On the front line in public and private education, I have watched my students and their parents change over these last twenty years. Every year it has gotten more difficult with less teaching of material and more time on the counseling side of education. I find this concerning. Generally speaking, there are fewer people who take others into account. They hide behind the veil of social media. They play the victim when it serves and they cry foul if their proverbial picket fence is threatened. Few want to take responsibility for their actions and feel justified when challenged. I'm talking about this across the board in populations and family systems.
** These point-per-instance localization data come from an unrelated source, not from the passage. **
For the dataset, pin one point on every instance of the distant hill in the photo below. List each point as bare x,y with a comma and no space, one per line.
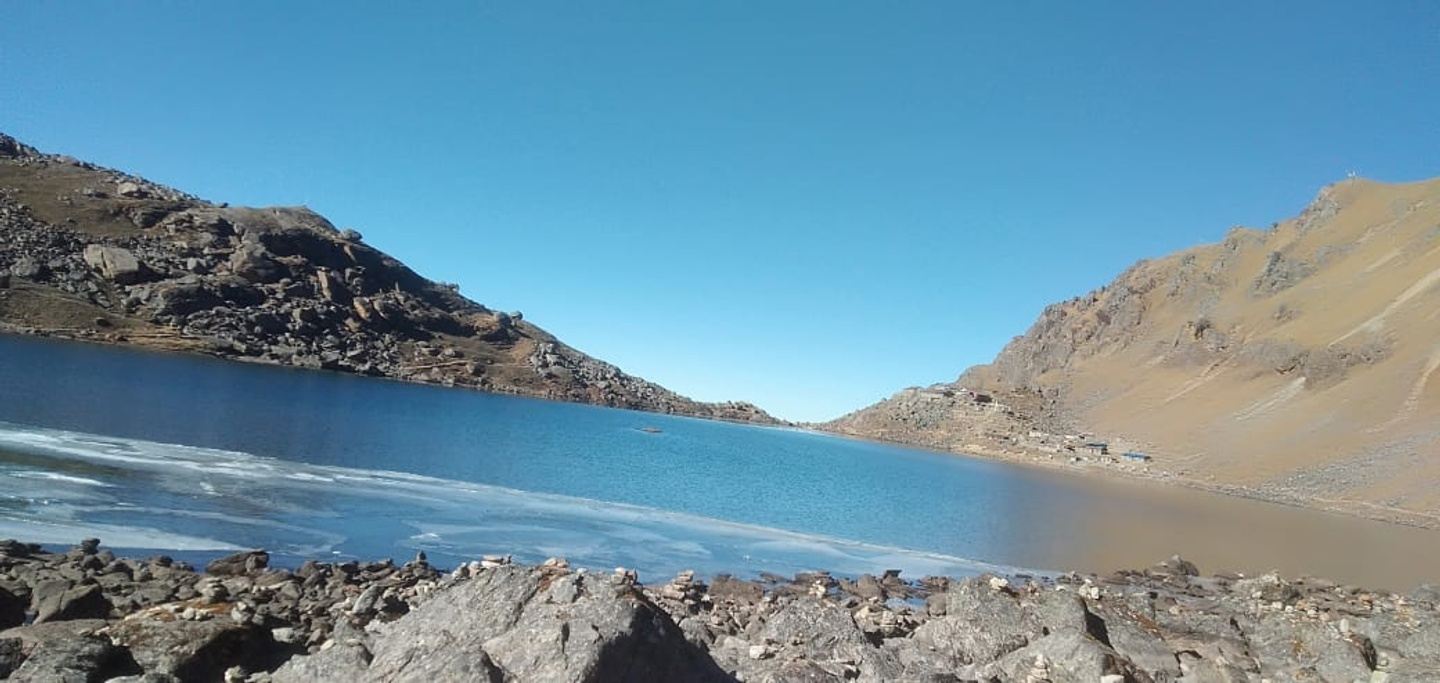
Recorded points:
95,254
1296,360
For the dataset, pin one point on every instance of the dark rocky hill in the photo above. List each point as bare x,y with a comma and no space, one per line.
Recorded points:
97,254
1293,362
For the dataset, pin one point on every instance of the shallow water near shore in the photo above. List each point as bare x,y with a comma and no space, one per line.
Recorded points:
180,453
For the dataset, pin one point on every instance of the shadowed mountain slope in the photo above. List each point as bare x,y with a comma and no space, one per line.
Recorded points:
95,254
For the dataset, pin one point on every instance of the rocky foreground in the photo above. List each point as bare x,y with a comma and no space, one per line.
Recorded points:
95,254
88,615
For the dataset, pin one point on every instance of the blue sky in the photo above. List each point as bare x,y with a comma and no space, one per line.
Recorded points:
807,205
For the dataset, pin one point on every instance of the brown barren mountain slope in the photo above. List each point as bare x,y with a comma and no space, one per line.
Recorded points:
1296,363
94,254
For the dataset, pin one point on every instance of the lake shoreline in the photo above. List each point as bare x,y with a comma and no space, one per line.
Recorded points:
1036,460
1047,463
85,611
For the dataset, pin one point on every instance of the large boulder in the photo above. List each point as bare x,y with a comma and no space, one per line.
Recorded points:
195,650
514,623
115,264
12,608
255,264
58,600
981,624
239,564
66,652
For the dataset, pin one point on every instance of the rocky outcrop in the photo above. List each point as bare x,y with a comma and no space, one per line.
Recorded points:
491,620
1285,363
95,254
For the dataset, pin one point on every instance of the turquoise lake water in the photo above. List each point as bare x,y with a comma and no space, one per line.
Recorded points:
192,454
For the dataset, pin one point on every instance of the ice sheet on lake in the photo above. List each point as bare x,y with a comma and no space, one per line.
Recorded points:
164,496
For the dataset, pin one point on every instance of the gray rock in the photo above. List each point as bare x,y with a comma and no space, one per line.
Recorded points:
115,264
69,652
1073,656
29,268
1288,649
239,564
12,610
131,190
195,650
523,624
61,601
981,624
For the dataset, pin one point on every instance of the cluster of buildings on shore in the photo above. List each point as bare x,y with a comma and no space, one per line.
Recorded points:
1083,448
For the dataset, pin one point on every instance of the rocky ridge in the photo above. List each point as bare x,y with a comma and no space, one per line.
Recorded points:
87,614
1292,363
95,254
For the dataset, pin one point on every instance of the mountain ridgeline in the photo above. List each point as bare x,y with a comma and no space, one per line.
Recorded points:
1296,362
94,254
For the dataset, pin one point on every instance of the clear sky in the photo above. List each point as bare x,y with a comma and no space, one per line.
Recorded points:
804,203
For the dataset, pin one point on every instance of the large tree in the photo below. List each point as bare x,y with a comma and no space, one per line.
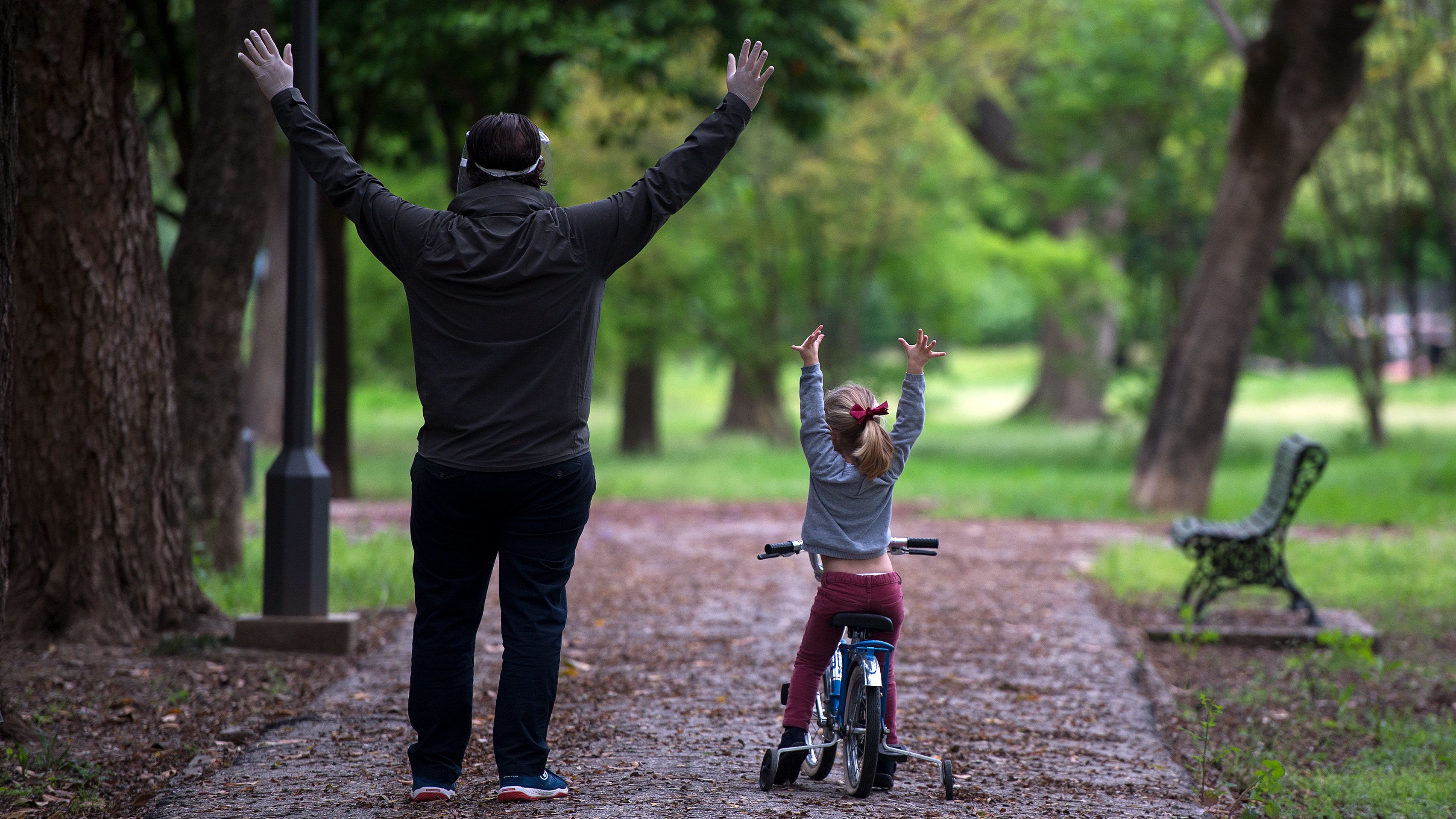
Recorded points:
1301,79
212,270
98,520
8,202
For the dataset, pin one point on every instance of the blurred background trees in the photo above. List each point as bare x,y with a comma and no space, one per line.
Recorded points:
1104,183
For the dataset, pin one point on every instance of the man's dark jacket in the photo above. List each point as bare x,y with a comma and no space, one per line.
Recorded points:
506,288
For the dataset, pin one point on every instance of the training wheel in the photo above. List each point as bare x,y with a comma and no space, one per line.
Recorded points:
769,769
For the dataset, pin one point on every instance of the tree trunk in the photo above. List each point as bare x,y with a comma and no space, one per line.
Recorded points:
337,376
12,725
640,407
8,202
1302,78
98,521
1075,368
212,272
263,381
753,401
1412,294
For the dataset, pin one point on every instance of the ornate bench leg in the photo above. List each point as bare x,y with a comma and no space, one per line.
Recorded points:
1298,601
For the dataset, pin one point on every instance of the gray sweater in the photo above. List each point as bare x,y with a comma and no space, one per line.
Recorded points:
848,515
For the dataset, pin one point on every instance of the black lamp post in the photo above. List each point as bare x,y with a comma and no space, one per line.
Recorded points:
296,512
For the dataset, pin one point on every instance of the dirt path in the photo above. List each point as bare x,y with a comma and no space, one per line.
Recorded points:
680,642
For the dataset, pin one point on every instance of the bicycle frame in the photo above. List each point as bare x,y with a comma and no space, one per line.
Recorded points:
855,648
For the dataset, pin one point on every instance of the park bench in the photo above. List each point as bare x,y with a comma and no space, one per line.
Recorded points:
1251,552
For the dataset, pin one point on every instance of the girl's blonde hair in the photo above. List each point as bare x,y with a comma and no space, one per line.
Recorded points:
868,443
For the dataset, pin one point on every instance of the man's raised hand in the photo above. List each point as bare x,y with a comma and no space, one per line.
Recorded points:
810,349
271,68
919,353
746,75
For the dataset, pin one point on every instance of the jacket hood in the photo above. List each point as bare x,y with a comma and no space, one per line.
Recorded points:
501,197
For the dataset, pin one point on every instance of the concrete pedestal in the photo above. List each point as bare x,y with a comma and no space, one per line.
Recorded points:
1273,634
327,634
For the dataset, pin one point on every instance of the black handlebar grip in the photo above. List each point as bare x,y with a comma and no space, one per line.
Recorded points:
781,549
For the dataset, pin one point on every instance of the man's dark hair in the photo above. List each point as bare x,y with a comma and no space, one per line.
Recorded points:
504,142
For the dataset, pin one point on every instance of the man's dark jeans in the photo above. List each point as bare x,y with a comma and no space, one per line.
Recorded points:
459,524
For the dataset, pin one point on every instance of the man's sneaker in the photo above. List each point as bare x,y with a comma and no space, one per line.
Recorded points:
421,790
790,763
530,789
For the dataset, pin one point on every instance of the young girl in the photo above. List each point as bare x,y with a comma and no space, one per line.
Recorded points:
854,465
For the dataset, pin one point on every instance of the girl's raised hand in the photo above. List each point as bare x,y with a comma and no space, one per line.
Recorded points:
810,349
919,353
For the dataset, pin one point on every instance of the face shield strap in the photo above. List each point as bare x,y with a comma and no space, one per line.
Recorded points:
544,164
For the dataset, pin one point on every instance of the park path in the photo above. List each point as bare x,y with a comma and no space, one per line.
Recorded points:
677,643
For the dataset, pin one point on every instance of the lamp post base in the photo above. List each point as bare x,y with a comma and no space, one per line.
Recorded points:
327,634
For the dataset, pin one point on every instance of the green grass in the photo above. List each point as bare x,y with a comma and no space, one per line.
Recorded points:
364,573
1406,584
972,461
1404,758
1410,773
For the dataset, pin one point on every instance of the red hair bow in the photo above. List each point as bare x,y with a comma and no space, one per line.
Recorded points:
864,416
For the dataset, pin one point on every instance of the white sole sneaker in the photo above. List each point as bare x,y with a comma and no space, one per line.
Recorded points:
517,793
431,793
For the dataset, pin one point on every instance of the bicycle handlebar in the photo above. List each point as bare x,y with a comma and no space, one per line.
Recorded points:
897,546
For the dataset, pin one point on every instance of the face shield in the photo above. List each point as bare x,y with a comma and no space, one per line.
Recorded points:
544,165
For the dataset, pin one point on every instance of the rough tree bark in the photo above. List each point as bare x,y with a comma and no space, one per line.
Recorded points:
1301,79
212,272
753,401
1075,368
640,405
8,202
14,726
98,552
1075,356
263,381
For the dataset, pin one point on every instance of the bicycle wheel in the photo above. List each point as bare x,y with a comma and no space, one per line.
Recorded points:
822,729
862,729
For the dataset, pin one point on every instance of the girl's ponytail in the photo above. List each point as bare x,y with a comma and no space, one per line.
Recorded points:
864,443
874,452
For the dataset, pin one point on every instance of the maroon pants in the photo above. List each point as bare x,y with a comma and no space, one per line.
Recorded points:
842,592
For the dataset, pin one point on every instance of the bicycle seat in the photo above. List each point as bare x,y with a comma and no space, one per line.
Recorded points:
860,620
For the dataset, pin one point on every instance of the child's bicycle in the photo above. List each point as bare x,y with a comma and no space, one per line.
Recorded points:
850,705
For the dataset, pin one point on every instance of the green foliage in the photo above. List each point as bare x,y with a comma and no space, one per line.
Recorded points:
1409,772
1404,582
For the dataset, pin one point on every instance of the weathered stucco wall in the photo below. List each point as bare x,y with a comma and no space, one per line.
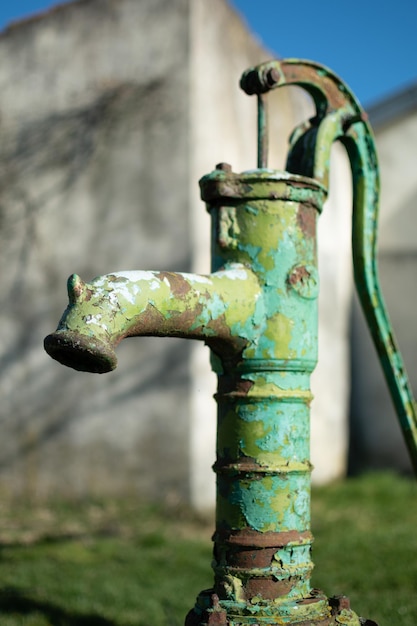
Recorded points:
111,110
94,165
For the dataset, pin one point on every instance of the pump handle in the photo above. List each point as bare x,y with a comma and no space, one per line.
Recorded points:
339,116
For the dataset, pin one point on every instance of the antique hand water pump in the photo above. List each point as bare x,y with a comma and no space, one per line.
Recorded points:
257,311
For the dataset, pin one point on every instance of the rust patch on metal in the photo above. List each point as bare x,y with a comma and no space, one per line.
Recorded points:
268,588
307,220
179,286
252,538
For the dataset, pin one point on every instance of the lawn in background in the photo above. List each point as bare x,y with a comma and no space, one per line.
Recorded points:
127,563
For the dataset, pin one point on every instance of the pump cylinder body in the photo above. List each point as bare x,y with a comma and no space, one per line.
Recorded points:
266,221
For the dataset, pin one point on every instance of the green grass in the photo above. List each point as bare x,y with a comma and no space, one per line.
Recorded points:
119,563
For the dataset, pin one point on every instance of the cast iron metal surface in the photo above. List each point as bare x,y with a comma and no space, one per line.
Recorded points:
257,311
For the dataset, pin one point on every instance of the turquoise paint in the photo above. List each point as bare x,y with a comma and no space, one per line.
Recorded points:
257,311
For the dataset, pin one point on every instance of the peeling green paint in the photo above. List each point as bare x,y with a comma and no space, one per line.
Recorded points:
257,311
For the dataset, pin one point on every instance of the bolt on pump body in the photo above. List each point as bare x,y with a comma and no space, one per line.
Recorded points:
257,311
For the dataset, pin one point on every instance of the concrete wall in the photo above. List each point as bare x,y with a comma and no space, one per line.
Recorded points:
111,110
94,165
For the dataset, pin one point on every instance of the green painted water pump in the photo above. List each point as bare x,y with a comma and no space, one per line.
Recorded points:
257,311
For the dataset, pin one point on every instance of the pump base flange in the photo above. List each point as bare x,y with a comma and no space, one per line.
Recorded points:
339,613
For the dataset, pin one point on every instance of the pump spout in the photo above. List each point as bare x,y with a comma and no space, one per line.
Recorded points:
137,303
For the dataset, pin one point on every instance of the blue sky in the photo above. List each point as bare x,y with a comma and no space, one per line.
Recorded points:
371,44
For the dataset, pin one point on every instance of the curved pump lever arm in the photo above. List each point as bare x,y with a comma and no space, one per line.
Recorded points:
339,116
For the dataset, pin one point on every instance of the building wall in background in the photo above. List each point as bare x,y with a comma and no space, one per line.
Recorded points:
111,110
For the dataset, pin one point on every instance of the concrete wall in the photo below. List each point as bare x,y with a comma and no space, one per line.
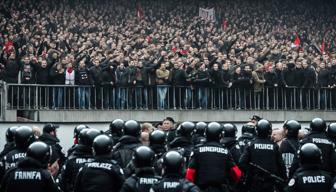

Knowing this, I pine for the values of my grandparents who were members of the Greatest Generation. As shown in this age of COVID-19, I don't think people are equipped with the same ability to adapt and cope with changes now, as they were during a world war or Great Depression. Between the toilet paper hording, canned good snatching, and more recently protesting social distancing and what stores/restaurants should be opened is eye opening.
I don't assume to be an expert on these issues, but why has it been so hard to help each other and to do the right thing? Maybe that is the greater issue - we are debating on what is the right thing. We are talking about livelihoods and families that are at risk, so it's difficult to put every person and family in the same box. It's a giant grey area.
Still, COVID-19 aside and that drama that we continue to play out, these issues were undercover but lurking prior to these past few months.
For me, I was reminded of this while out and about this morning. Returning from a run, I was dropping a friend off when we spotted a family in the middle of the park and ride parking running their gums. That's me trying to sound like an author.
The people were oblivious. For whatever reason this family was congregating among three parking spots. The oldest, most likely the grandfather or father to someone in the group, was a grey bearded man. He felt it was necessary to lean back with his buttocks firmly on the hood of my friend's car. He was using the hood as his personal seat.
I watched this older man hold court for his children and grandchildren. Instead of apologizing, this man passed the buck and said something like, "I didn't know the car had an owner." Seriously, why would the well cared car be in the middle of a parking lot with current tags and inspection if there was no owner? We didn't engage in further conversation as there was no point. The old timer didn't care and neither did the rest of his entourage.
Likewise, I can tell you stories about residents in the quiet apartment building that feel that midnight is a good time to hook a guitar up to an amp or the people in the busy grocery store parking lot who decide it makes perfect sense to park between two spots as opposed to taking one. There are dog walkers who let their faithful friends run leash-less in an urban park because the dog has to be able to run or they allow the dog to defecate on a neighbor's lawn without the intention to remove the waste. Sure some might say, I'm nitpicking. Really, I'm not though. I'm pointing out these little things add up.
While last week Ziggy Marley was singing in my head, the fact remains that despite those who do the right thing, even when no one is looking, there is a larger group of people who don't seem to care. For that, I'm hoping they'll wake up and realize the world isn't just their oyster but it is a shared one meant for all to experience and love.